George Williams
"Bigger models lead to better AI. It’s a fundamental “scaling law” that is supercharging innovations across the hardware technology stack, from new chip substrates to radical changes in datacenter architecture. Recent advances notwithstanding, model size continues to outpace today’s hardware accelerators, which impacts latency, throughput, and power consumption for all fundamental model related tasks including inference, training, fine-tuning. This in turn negatively impacts the performance of real-world compound AI system use cases including context retrieval augmentation (RAG), mixture-of-expert (MOE) stochastic routing models, and large-scale model tenancy, just to name a few.

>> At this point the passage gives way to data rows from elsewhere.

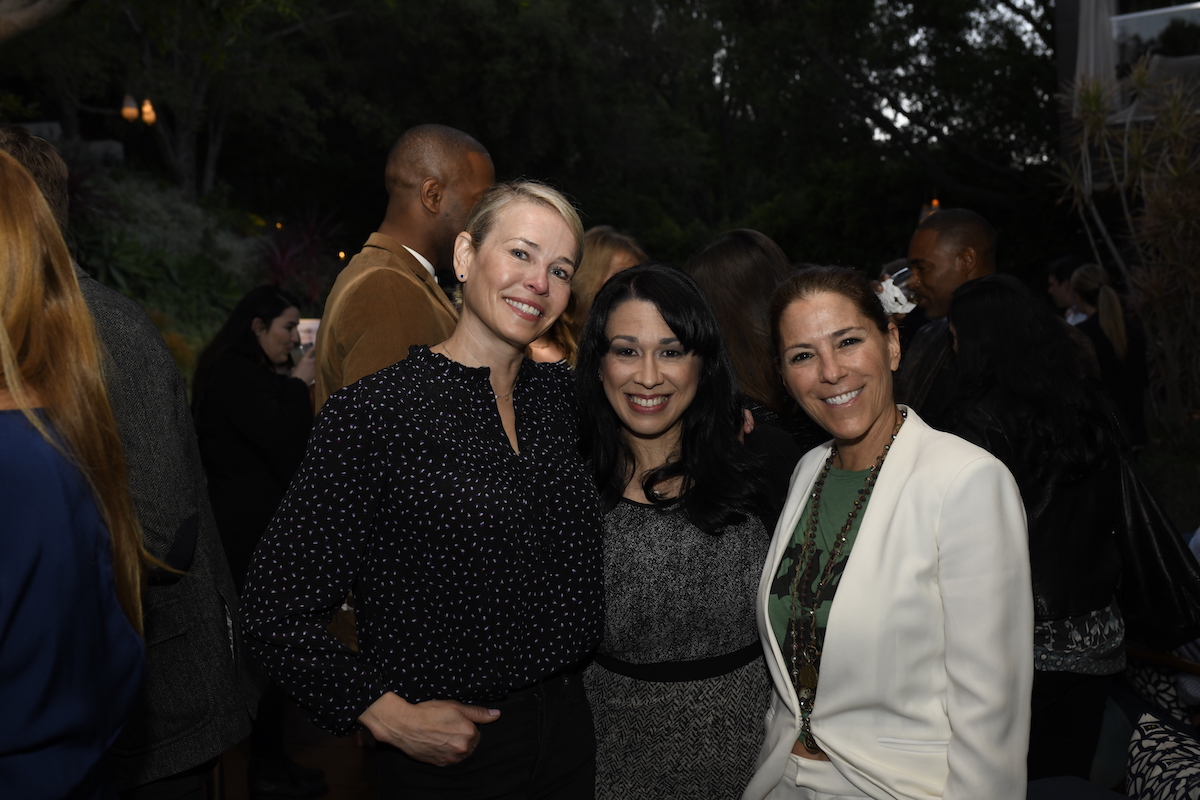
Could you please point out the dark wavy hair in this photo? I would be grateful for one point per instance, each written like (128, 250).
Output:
(721, 480)
(739, 271)
(238, 337)
(1013, 349)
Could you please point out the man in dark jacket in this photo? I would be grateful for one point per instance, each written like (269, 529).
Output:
(947, 250)
(198, 693)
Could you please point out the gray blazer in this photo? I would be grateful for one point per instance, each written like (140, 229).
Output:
(199, 693)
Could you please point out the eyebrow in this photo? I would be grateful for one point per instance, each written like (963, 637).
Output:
(667, 340)
(535, 246)
(833, 336)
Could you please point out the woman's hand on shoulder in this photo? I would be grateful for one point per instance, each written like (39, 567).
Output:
(435, 732)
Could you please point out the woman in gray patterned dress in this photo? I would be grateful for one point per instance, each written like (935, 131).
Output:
(678, 687)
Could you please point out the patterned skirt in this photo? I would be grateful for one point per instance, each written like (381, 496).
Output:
(687, 740)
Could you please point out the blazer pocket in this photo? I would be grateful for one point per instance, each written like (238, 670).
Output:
(915, 745)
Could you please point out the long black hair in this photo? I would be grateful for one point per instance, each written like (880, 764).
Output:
(237, 336)
(721, 483)
(1014, 349)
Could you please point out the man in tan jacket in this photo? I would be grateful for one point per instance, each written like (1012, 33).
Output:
(388, 298)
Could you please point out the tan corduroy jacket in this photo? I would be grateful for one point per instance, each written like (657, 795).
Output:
(383, 302)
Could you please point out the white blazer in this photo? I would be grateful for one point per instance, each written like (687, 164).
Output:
(928, 662)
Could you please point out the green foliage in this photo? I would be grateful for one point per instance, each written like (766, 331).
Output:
(826, 122)
(178, 260)
(1147, 160)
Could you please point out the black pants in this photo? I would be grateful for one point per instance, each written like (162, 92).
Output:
(1068, 711)
(189, 785)
(541, 747)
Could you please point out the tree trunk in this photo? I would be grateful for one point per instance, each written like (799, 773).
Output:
(213, 151)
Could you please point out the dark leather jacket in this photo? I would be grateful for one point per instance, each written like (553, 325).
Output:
(1073, 549)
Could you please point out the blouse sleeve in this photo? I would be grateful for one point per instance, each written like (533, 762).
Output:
(307, 561)
(988, 600)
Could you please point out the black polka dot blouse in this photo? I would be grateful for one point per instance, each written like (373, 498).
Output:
(475, 570)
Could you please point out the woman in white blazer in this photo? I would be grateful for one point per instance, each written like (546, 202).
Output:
(901, 665)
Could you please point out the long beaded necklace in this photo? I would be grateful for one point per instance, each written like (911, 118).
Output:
(805, 659)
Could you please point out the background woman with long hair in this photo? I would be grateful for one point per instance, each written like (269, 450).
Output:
(1026, 397)
(606, 252)
(678, 686)
(739, 272)
(1120, 346)
(253, 413)
(71, 558)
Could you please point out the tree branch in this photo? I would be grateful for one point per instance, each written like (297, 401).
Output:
(305, 24)
(19, 16)
(1041, 28)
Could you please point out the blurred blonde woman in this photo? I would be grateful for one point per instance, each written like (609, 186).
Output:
(605, 253)
(1120, 348)
(71, 557)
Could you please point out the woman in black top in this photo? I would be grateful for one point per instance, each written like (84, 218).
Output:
(1026, 396)
(253, 414)
(449, 493)
(1120, 346)
(679, 686)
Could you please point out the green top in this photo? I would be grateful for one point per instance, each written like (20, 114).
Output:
(838, 498)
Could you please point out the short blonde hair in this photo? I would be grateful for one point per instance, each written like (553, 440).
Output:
(600, 245)
(501, 196)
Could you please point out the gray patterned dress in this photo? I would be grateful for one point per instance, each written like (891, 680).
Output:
(676, 594)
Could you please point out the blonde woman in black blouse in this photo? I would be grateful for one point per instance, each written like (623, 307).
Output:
(448, 492)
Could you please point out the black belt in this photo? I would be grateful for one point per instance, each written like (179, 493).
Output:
(671, 672)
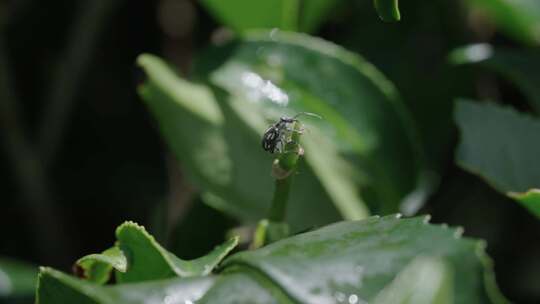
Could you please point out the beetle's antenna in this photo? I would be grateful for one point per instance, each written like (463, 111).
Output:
(308, 114)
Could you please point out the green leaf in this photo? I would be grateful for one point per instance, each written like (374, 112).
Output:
(366, 137)
(236, 288)
(243, 15)
(529, 199)
(224, 158)
(55, 287)
(425, 280)
(98, 267)
(17, 279)
(142, 250)
(388, 10)
(519, 19)
(366, 260)
(500, 145)
(520, 67)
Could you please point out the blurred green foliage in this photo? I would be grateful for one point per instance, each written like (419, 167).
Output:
(387, 142)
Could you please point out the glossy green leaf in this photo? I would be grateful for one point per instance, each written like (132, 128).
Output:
(365, 260)
(17, 279)
(55, 287)
(425, 280)
(268, 75)
(529, 199)
(98, 267)
(221, 156)
(246, 14)
(520, 67)
(388, 10)
(142, 250)
(241, 288)
(517, 18)
(500, 145)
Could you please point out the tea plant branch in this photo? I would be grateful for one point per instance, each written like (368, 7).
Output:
(283, 169)
(28, 170)
(74, 65)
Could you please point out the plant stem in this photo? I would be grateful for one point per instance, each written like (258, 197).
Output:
(283, 170)
(74, 63)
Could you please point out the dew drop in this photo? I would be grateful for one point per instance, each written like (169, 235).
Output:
(340, 297)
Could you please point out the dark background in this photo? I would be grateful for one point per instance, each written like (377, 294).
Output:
(106, 162)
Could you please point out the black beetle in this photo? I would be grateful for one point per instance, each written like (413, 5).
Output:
(274, 137)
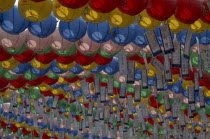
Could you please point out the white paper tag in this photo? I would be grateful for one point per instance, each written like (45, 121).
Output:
(160, 86)
(196, 79)
(191, 96)
(130, 104)
(122, 89)
(153, 43)
(185, 67)
(166, 102)
(201, 96)
(203, 116)
(176, 56)
(131, 68)
(156, 63)
(110, 86)
(85, 88)
(144, 79)
(167, 69)
(102, 94)
(167, 39)
(97, 86)
(55, 101)
(123, 68)
(137, 96)
(206, 57)
(187, 44)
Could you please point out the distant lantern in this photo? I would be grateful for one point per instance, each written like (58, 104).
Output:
(35, 11)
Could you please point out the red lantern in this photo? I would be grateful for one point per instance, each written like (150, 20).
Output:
(25, 57)
(4, 55)
(102, 60)
(104, 6)
(67, 59)
(153, 102)
(188, 11)
(19, 82)
(74, 4)
(132, 7)
(83, 59)
(46, 58)
(161, 9)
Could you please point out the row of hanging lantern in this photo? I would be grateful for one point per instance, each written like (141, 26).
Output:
(178, 13)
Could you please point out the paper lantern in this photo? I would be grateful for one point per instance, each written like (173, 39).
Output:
(11, 41)
(37, 44)
(199, 26)
(6, 5)
(175, 25)
(132, 7)
(123, 36)
(161, 9)
(119, 19)
(204, 38)
(99, 32)
(88, 47)
(59, 43)
(140, 39)
(13, 22)
(188, 11)
(92, 16)
(75, 4)
(103, 6)
(66, 14)
(34, 11)
(73, 31)
(146, 22)
(43, 29)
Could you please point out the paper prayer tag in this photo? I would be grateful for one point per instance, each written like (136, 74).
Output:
(187, 44)
(167, 39)
(153, 43)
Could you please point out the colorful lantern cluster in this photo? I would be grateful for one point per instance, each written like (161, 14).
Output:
(96, 74)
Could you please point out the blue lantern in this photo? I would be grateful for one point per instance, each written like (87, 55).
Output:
(22, 68)
(99, 32)
(182, 37)
(112, 67)
(204, 37)
(43, 29)
(140, 39)
(13, 22)
(73, 31)
(124, 36)
(76, 69)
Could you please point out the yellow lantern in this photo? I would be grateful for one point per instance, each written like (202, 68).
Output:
(146, 22)
(9, 64)
(66, 66)
(199, 26)
(35, 11)
(119, 19)
(6, 5)
(66, 14)
(38, 65)
(90, 67)
(92, 16)
(175, 25)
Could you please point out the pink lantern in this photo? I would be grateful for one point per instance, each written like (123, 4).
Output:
(111, 47)
(38, 44)
(11, 41)
(87, 46)
(59, 43)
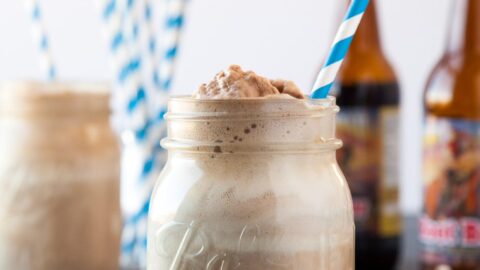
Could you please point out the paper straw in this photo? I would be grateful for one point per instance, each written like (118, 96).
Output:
(41, 39)
(173, 27)
(130, 115)
(339, 49)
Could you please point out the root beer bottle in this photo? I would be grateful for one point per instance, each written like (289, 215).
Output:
(368, 95)
(449, 229)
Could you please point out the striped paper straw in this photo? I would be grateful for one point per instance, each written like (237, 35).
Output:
(173, 27)
(130, 117)
(339, 49)
(41, 39)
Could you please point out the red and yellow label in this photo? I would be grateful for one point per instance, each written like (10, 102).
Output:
(369, 159)
(450, 226)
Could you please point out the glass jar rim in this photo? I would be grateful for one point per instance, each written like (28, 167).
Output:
(251, 125)
(54, 97)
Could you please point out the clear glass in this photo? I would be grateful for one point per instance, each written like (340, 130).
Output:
(59, 178)
(251, 184)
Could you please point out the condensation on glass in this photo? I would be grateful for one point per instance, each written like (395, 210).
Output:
(59, 205)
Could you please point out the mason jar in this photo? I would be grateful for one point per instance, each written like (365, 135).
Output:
(59, 178)
(251, 184)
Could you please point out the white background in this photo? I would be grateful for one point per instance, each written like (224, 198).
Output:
(276, 38)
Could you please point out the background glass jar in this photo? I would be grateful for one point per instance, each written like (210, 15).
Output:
(59, 205)
(251, 184)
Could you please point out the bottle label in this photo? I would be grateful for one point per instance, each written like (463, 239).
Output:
(369, 159)
(450, 227)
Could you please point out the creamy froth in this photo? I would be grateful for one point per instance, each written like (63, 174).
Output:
(234, 83)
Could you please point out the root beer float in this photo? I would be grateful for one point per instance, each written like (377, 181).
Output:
(252, 181)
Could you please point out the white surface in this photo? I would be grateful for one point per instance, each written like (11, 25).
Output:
(277, 38)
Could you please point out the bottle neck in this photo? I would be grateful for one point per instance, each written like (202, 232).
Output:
(365, 61)
(367, 37)
(464, 37)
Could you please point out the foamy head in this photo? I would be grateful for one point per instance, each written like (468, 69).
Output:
(231, 125)
(56, 98)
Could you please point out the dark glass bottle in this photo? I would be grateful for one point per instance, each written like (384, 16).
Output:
(368, 94)
(449, 229)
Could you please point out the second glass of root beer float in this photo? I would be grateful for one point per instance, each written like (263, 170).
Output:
(251, 184)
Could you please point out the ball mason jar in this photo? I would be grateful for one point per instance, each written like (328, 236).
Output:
(251, 184)
(59, 178)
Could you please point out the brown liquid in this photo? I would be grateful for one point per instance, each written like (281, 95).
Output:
(452, 94)
(59, 180)
(367, 84)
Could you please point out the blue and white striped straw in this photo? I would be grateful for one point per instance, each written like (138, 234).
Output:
(41, 39)
(339, 49)
(173, 27)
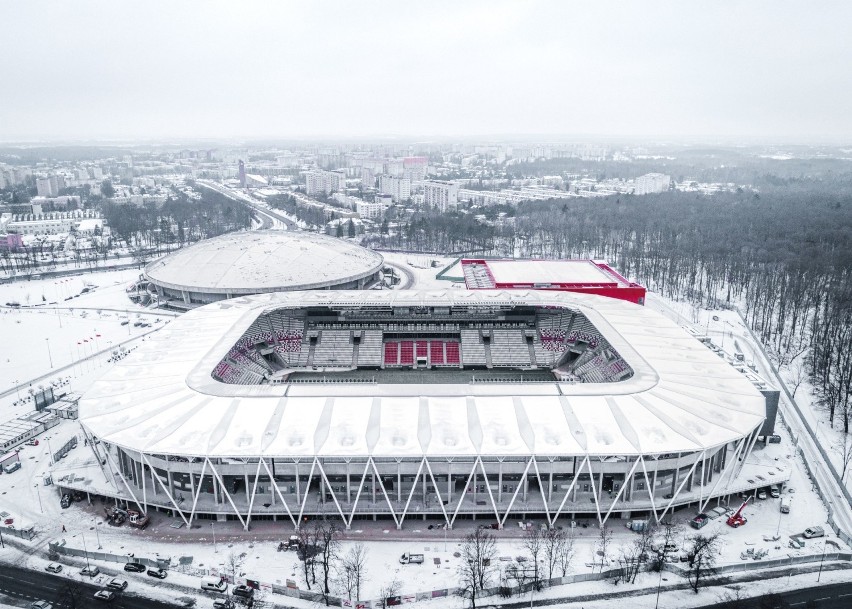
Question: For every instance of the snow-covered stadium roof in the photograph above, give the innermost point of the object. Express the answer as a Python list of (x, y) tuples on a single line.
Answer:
[(162, 399), (253, 262)]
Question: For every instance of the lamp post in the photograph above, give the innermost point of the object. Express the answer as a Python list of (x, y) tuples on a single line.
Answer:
[(49, 356), (86, 550)]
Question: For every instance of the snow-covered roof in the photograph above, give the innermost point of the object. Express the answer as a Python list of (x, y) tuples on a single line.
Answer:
[(252, 262), (162, 398)]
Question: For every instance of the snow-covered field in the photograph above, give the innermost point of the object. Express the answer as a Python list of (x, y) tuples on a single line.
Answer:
[(24, 357)]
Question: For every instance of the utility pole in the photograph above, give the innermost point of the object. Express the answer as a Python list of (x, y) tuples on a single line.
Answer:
[(49, 356)]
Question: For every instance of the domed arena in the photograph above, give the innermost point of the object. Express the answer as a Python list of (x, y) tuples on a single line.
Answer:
[(258, 262)]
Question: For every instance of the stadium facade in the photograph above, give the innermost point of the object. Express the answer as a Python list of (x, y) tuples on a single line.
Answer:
[(259, 262), (405, 405)]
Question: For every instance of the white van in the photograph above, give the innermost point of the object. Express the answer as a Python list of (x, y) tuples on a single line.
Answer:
[(214, 584)]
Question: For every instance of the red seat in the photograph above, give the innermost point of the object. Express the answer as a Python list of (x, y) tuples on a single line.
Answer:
[(391, 353), (453, 353), (436, 352)]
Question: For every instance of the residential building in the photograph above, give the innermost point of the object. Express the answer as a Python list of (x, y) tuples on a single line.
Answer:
[(442, 195), (398, 188)]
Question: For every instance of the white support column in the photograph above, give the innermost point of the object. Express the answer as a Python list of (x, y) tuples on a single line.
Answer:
[(384, 492), (594, 487), (198, 491), (127, 486), (358, 494), (330, 490), (411, 494), (488, 488), (437, 492), (253, 493), (679, 488), (142, 475), (227, 495), (464, 492), (168, 494), (515, 494), (571, 487), (730, 465), (278, 490), (541, 490), (650, 488), (305, 494), (627, 480)]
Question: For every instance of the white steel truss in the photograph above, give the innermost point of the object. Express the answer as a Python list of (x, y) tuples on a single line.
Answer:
[(451, 503)]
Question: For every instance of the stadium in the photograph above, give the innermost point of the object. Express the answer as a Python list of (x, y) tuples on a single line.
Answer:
[(402, 405), (259, 262)]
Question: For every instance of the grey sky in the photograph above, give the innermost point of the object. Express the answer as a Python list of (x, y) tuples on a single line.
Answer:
[(279, 69)]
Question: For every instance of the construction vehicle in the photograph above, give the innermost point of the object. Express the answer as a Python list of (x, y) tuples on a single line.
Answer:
[(138, 520), (737, 519), (115, 516)]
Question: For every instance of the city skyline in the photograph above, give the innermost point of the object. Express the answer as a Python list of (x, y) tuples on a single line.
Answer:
[(279, 70)]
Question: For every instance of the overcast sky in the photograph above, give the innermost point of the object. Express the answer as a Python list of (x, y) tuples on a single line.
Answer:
[(150, 69)]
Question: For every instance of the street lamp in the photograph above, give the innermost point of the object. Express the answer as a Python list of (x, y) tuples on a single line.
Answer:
[(50, 357)]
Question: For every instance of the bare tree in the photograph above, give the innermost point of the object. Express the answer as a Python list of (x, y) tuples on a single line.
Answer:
[(844, 448), (565, 553), (233, 562), (328, 544), (478, 552), (602, 546), (352, 571), (388, 591), (533, 541), (553, 540), (703, 550)]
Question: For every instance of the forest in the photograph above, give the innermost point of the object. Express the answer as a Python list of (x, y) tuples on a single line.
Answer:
[(783, 256)]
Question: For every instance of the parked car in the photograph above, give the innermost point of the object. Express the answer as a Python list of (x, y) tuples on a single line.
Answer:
[(699, 521), (813, 532), (243, 591), (158, 573)]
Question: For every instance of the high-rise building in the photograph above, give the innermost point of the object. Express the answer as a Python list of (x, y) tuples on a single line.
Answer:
[(325, 182), (414, 168), (442, 195), (398, 188)]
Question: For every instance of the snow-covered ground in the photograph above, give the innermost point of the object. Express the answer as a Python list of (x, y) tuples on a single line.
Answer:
[(23, 496)]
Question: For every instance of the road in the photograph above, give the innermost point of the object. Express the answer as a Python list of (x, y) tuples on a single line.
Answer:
[(831, 596), (68, 592), (243, 198)]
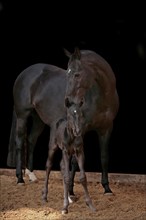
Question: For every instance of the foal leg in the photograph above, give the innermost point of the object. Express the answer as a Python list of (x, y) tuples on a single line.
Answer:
[(51, 151), (104, 142), (65, 173), (35, 131), (74, 168), (83, 180)]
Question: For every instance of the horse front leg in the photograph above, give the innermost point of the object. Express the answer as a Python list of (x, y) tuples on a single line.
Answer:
[(74, 168), (83, 180), (20, 139), (66, 179), (104, 142), (35, 131), (49, 163)]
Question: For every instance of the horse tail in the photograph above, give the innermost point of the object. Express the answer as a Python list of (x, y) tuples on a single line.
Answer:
[(11, 159)]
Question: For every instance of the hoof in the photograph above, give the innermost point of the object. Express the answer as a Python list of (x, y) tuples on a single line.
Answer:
[(72, 198), (91, 206), (33, 181), (20, 184), (64, 211), (108, 194)]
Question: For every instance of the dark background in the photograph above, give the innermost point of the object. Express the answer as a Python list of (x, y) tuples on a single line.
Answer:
[(36, 31)]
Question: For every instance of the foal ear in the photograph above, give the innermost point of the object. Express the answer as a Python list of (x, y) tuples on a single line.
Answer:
[(67, 53), (77, 53)]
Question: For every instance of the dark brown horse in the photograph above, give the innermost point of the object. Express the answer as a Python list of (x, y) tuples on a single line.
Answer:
[(91, 81), (38, 95)]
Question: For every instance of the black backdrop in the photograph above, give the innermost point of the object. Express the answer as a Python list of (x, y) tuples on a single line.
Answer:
[(36, 31)]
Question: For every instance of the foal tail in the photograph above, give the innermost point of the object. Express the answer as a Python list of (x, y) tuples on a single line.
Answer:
[(11, 159)]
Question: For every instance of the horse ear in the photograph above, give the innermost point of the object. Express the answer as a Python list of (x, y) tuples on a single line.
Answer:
[(67, 102), (67, 53), (77, 53)]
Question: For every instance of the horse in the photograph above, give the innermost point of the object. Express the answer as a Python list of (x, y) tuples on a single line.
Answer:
[(70, 141), (38, 94), (91, 81)]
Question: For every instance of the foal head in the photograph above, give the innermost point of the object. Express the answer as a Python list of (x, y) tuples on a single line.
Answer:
[(74, 118)]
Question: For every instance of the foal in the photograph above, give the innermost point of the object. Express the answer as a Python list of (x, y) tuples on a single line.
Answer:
[(70, 141)]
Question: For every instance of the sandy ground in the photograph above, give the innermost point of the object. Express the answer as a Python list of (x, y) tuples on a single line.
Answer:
[(25, 203)]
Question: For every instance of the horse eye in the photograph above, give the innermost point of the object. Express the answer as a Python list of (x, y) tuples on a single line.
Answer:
[(75, 111), (69, 70), (77, 75)]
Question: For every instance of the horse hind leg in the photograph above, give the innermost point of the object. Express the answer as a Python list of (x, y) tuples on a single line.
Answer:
[(51, 151), (104, 142), (20, 140), (34, 132), (83, 180), (74, 168), (66, 179)]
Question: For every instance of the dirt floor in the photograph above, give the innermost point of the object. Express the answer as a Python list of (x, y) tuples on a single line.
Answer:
[(24, 202)]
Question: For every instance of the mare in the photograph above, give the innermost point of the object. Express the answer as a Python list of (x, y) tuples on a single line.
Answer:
[(91, 81), (70, 141), (38, 95)]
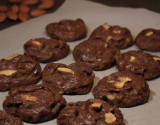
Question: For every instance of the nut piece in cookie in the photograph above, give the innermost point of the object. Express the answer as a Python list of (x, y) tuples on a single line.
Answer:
[(123, 89), (82, 113), (114, 35), (77, 78), (139, 62), (34, 103), (46, 50), (148, 39), (18, 70), (7, 119)]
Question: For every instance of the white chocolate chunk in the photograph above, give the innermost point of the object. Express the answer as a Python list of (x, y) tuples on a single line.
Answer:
[(65, 70)]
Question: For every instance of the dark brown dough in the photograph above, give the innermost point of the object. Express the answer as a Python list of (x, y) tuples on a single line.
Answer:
[(34, 103), (77, 78), (96, 53), (140, 63), (90, 112), (68, 30), (123, 89), (148, 39), (114, 35), (45, 50), (7, 119), (18, 70)]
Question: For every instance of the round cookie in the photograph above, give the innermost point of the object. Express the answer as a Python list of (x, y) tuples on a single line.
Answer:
[(90, 112), (139, 62), (114, 35), (45, 50), (68, 30), (34, 103), (77, 78), (123, 89), (148, 39), (96, 53), (18, 70), (7, 119)]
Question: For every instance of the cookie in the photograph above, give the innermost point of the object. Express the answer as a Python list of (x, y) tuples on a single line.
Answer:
[(96, 53), (68, 30), (18, 70), (46, 50), (148, 39), (114, 35), (77, 78), (34, 103), (123, 89), (7, 119), (90, 112), (139, 62)]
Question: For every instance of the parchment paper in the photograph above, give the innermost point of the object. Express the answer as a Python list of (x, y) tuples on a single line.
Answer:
[(93, 14)]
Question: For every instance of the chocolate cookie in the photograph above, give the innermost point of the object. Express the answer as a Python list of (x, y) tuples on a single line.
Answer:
[(34, 103), (68, 30), (114, 35), (45, 50), (96, 53), (90, 112), (18, 70), (7, 119), (123, 89), (139, 62), (77, 78), (148, 39)]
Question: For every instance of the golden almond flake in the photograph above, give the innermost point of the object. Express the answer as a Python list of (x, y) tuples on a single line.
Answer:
[(132, 58), (109, 117), (116, 31), (99, 59), (105, 45), (156, 58), (108, 38), (7, 72), (122, 81), (149, 33), (106, 26), (110, 96), (65, 70), (11, 57), (96, 105), (29, 97), (36, 43)]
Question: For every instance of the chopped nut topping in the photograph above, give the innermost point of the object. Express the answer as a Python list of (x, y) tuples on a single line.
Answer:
[(110, 97), (11, 57), (128, 39), (35, 71), (149, 33), (116, 31), (132, 58), (105, 45), (96, 105), (109, 117), (108, 38), (106, 26), (99, 59), (122, 81), (66, 70), (156, 58), (36, 43), (7, 72), (29, 97)]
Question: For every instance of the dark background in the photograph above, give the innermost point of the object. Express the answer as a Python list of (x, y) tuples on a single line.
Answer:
[(153, 5)]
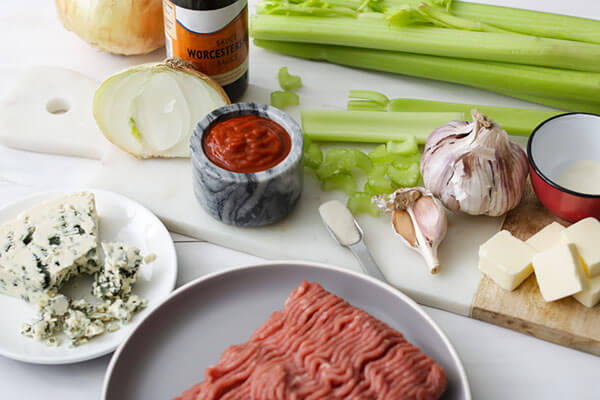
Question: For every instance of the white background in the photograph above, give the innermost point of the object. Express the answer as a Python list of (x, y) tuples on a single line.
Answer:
[(500, 363)]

In this talk, I will highlight some recent advances in extreme model compression that not only eliminate expensive matrix multiplication, but reduce the compute burden of transformer based large language models (LLMs) to just additions and simple bit vector operations. As you might expect, the use of base-3 ternary operations reduce significantly model size and compute burden, but surprisingly exhibit better model performance compared to other compression schemes including binary models and 4 bit integer quantization within the same or even smaller memory and power budget. I’ll walk-through specific system and zero-shot benchmarks that we acquired on CPU, GPU, and Compute-In-Memory micro-processors on well-known MOE LLM models grounded using a RAG vector database to mitigate hallucinations.
Finally, we will revisit decades old ideas in ternary storage, which combined with ternary bit processors can pave new directions in ultra-compact and power efficient trillion scale models in a singular substrate, using existing CMOS fabrication techniques."